Para representar a nuestra Madre Altísima de los cielos la tradición de la escuela de Florencia se inspiró en las formas del naturalismo de la dignidad celestial y en los cánones clásicos de la belleza ideal.
Así encontramos una visión gótica de la Virgen, de la cual parte en La Natividad la concepción del Hijo dócilmente dormido, y la madre expresándole adoración y amor divino.
La Virgen María (que conozco bajo la advocación de nuestra Virgen de la Altagracia desde niña) está ataviada de un amplio manto salpicado de estrellas, cuyos pliegues ordenados en forma de ábside acogen con delicadeza su figura femenina. La cabeza de la Virgen se muestra bañada por una luz de magnificencia que nos permite contemplar la creación del artista "de materialibus ad inmaterialia".
La imagen de la Virgen, de delicada mirada escrutadora, nos deja en estado de perplejidad, correspondiendo al sentimiento cristiano de ternura y al refinamiento la posición de sus manos, no cruzadas, que representan un triángulo perfecto, que muestran la reverencia de ella hacia quien está investido de divinidad. Es evidente que la posición de sus ojos y la manera que tienen en su rostro, es el esbozo de los rasgos de la pintura que nos conduce sobre algo muy significativo que no es simplemente el aire de una reverente contemplación sino, además, la luz del triunfo en sus ojos. Recordemos que el mundo cristiano le dio mirada a los rostros.

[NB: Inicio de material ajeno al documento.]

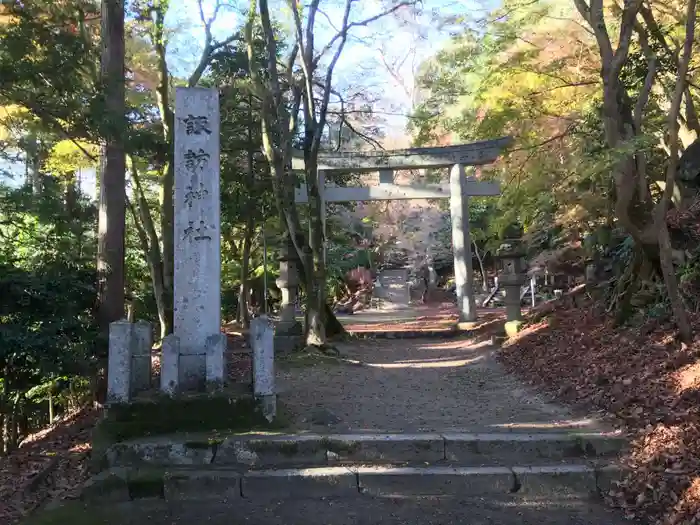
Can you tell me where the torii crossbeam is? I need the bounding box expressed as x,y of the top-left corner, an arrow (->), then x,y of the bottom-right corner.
293,137 -> 513,323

Es este un detalle que sorprende, y afanosamente buscamos conocer al artista del óleo que ha hecho de esta composición, plenamente, un manifiesto, una evidente creación de entrega de amor filial con el nombre de La Natividad.

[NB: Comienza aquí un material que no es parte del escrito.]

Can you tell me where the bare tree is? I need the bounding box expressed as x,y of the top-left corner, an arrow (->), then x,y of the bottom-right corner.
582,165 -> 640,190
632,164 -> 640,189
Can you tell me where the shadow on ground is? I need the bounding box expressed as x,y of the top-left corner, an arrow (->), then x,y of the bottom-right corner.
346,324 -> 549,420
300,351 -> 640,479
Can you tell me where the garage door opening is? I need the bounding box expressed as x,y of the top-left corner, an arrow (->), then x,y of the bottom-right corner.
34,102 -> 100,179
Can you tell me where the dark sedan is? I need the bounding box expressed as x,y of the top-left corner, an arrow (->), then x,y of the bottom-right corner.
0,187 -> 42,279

Observemos que la Virgen no cruza mirada con el Niño. Sus ojos fijan su mirada ligeramente hacia el Niño Divino; las cejas aparecen delineadas con pasmosa delicadeza de exactitud, dándole al rostro una expresión de frescura y dulzura placentera divina, de mejillas rosadas o nacaradas rosáceos.

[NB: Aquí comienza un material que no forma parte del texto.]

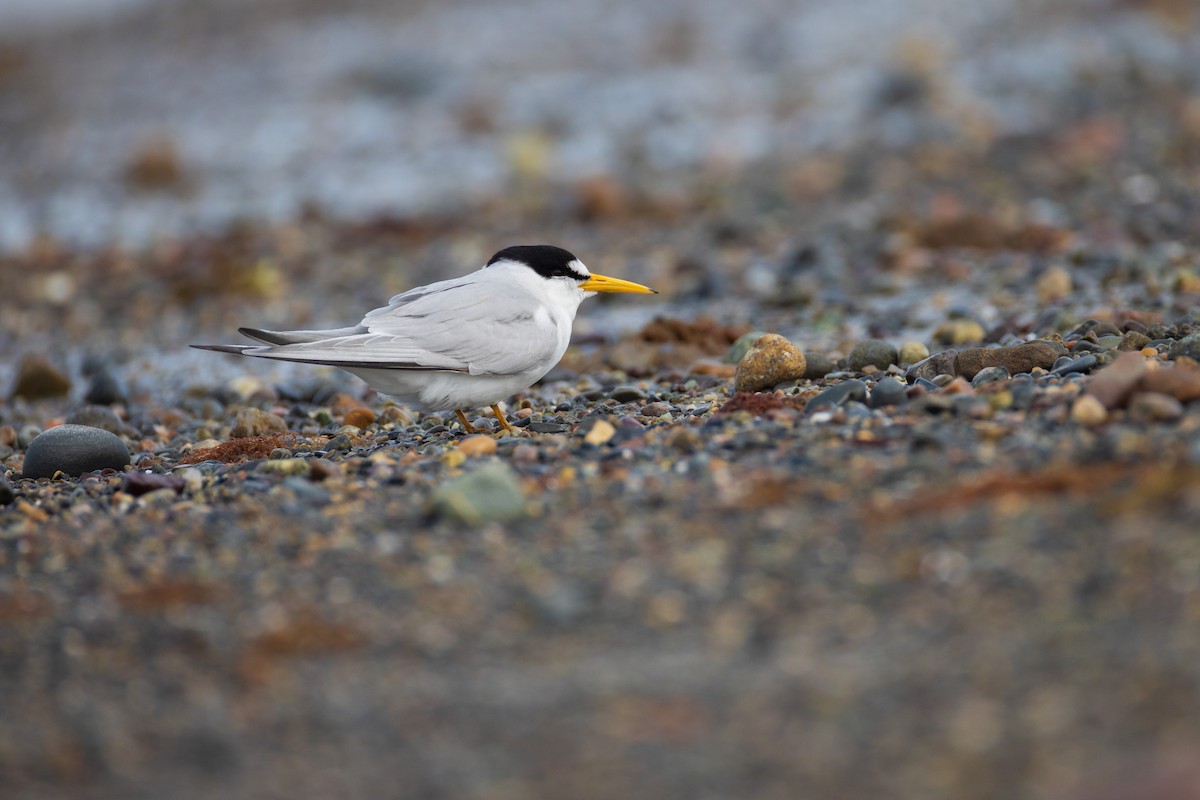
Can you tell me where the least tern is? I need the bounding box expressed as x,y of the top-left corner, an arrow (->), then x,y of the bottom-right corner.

El artista de la imagen actuó con absoluta libertad personal, dándole a los ojos de la Virgen de la Altagracia, una concepción muy femenina, porque María está adornada de un manto azul salpicado de estrellas para enseñorearla en reverente tributo a la gracia divina con un gesto de imperecedera emoción.
Las manos de María, pintadas con perfecta precisión del gesto y en recogimiento, fueran cuidadosamente estudiadas por el artista, para darle a la obra profundidad en el espacio. En el esbozo de la escena José aparece atento, en el fondo extremo izquierdo, sin embargo, no oculto, y si observamos con detenimiento ningún elemento está en escorzo, aún cuando la presencia de José aparece detrás, en el imaginario pórtico abovedado de menos de tres pies de profundidad, en un claro-oscuro y el panorama del fondo es una pared de bloques de piedras marmóreos. María en primer plano, y su figura como eje central de la pintura le da relevancia contextual a los demás elementos de La Natividad.
En los elementos de La Natividad, obra de trazos sobrios, de vitalidad contenida, las escenas no están en movimiento, sino en pasividad, a excepción de José que está iluminando el oscuro retablo con una vela. Esta imagen representa una advocación de María que se distingue de las otras innumerables "madonnas" que conocemos por sus colores, siendo la visión de los talleres del renacimiento florentino de María la que más nos agrada, ya que expresa ternura, majestad y serenidad, y la atmósfera omnipresente en la Tierra de la llegada del Hijo de Dios, donde se palpa la quietud, pero resplandece su infinita gloria.